Todo lo anterior es verdad. Pero ¿por qué, incluso, con gobiernos de derecha en el poder no se pueden materializar estas reformas? Por una sola razón: Porque la izquierda cuenta las historias, redacta las fábulas y las narrativas. Sucede en el Perú, Colombia, Chile y Argentina. Por ejemplo, es imposible desarrollar una reforma laboral que establezca la plena flexibilidad laboral en los contratos de trabajo –tal como sucede en los países con pleno empleo– si la narrativa predominante en la vida pública, en los medios y los partidos y políticos se basa en la idea marxista acerca de que el trabajador es explotado por el empresario. Imposible, entonces, desarrollar una reforma laboral como lo hicieron los llamados Tigres de Asia.

Los apuntes para la reforma laboral valen para la democracia, para la minería o cualquier actividad económica en la que la izquierda neomarxista, los llamados sectores progresistas, se han encargado de fabular y relatar la historia y la política. Un solo ejemplo revelador: en el Perú la izquierda construyó el cielo y el infierno a través del antifujimorismo y el fujimorismo; en Colombia, a través del antiuribismo y el uribismo; y en Chile, a través del antipinochetismo y pinochetismo. Esas fábulas fueron tan poderosas, tan eficaces, que llevaron al poder a varios esperpentos de izquierda: Pedro Castillo, Gustavo Petro y Gabriel Boric.

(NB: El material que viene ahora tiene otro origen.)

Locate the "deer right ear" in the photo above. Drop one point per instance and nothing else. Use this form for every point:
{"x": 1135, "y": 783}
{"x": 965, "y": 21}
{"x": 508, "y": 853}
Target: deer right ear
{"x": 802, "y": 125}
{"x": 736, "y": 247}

El problema de las reformas de la centro derecha, entonces, no es económico ni técnico. Es cultural y civilizacional. Las derechas tienen que entender la economía como parte de una lucha para defender una civilización. Deben entender que si las reformas de segunda generación no prosperan en la región es porque las narrativas han construido murallas contra esos procesos. Deben entender que los pueblos no solo comen pan, sino también relatos. 

Se ha ganado en la región, pero la agonía continúa sin reforma cultural, sin apuesta por un modelo civilizatorio.